Stephen K Amos is cooking his chocolate to death.  It's gone as grainy as a filthy pap long-distance telephoto picture of Kate Middleton topless.

Oliver's having a mare.  She forgot to put raising agent in the orange sponge.  She has to start again, with one hour to go.  Whoops.  It takes 45 minutes to bake...  It'll be tight!
Sue looking ironic, eyebrow-wise

Watson is doing an ironic eyebrow in icing.  I love that sentence.  I think I will always ice ironic eyebrows on EVERY cake I ever make from now on.  It may end up being my epitaph.  "Here lies the tetchiest pedant we ever knew. She iced a mean ironic eyebrow."  What better way to be remembered?

Ten minutes left.  Watson seems to be pulling it out of the bag, with her raspberry buttercream looking only slightly like the product of liposuction.

Stephen K Amos has de-grained his chocolate somehow.  Brand holds the stencil of his face over the cake and Stephen K Amos shakes glittery brown dust through it.  The resulting picture looks...well, it looks shit.

Amazingly, they've all finished in time.

Brand's isn't overdone.  And her freestyle Tutu has gone down well.  Berry says she's made a very good cake.

Amos's is bitter.  And dense.  I wouldn't want a picture of myself on a bitter, dense cake, would you?

Paul Hollywood then cuts into his own face as they try Oliver's cake.  He declares it "lovely".  And the orange sponge that went so horribly wrong first time round was light and nice.  Hurrah!

Watson's Sue cake with the ironic eyebrow is soon sliced up.  The buttercream (lipo residue) has curdled.  And Sue tastes scrummy, but the cake is a bit wonky.  Paul Hollywood declares it " tastes perfect".

Brand's biscuits were the best.  And her cake was the best.  Will she win?

Amos's cake was burnt and bitter.  He thinks it went well, having made Berry pull a face with so much "expression" which is a devastatingly self-confident delusion.

Oliver - lovely cake, a good all-rounder.

Watson's cake was "perfect" - but was it enough to win her the competition, given her sticky messes earlier?
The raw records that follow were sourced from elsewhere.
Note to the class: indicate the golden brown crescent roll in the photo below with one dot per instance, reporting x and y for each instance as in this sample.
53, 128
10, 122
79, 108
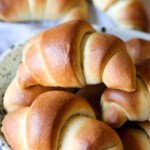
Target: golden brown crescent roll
15, 97
135, 136
92, 93
129, 14
58, 120
138, 49
73, 54
119, 106
28, 10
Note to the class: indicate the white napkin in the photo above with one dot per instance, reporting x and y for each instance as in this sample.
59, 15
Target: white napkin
10, 33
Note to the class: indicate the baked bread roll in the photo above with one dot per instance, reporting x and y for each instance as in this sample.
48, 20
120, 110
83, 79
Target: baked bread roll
15, 98
73, 54
138, 49
128, 14
58, 120
120, 106
92, 93
29, 10
135, 136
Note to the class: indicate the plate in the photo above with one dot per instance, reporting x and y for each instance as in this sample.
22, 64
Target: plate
11, 58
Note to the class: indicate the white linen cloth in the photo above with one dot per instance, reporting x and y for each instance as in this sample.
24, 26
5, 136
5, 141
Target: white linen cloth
10, 33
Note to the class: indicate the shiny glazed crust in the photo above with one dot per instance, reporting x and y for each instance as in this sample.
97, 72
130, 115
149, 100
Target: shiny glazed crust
54, 119
15, 97
138, 49
128, 14
28, 10
73, 55
136, 136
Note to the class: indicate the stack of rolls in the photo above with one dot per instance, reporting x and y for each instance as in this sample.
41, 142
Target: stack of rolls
129, 14
73, 57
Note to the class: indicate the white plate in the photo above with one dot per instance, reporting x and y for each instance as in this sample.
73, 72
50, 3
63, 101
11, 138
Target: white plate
11, 58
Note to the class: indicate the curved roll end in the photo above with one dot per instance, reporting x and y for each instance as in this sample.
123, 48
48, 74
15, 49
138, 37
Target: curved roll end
143, 70
79, 11
119, 73
24, 78
138, 49
50, 112
84, 133
13, 128
114, 116
15, 97
135, 136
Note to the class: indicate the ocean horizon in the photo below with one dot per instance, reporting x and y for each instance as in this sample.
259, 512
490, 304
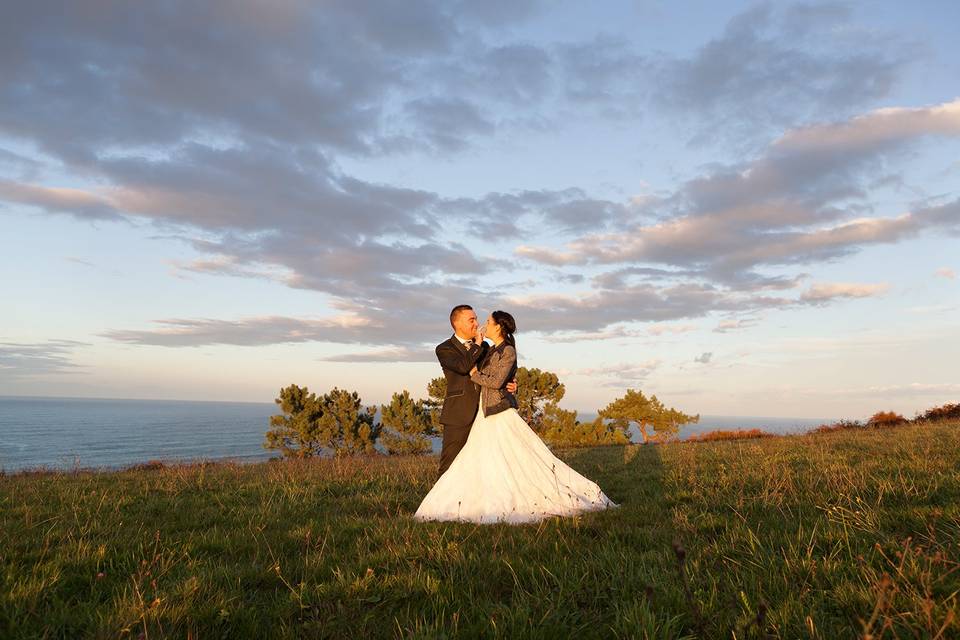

This person's journey (always with the sodding journey!) started with humble shortbread dreams, via custard slices, ending up in the foothills of - oh, I lost the will to live, sorry, Giedroyc!

Anyway, Ingrid Oliver won and receives the Apron of Glory.  And some flowers.  She was the all-round best.  I think it was just because she put La Hollywood on the top of her cake, don't you?  And didn't set fire to her pastry, make a dense, bitter cake or sit on her butter.  There you go - top tips for winning Bake Off.

So, let's have a bake sale for Comic Relief.  GO ON!  And ice ironic eyebrows on every last damn cake.  GO ON!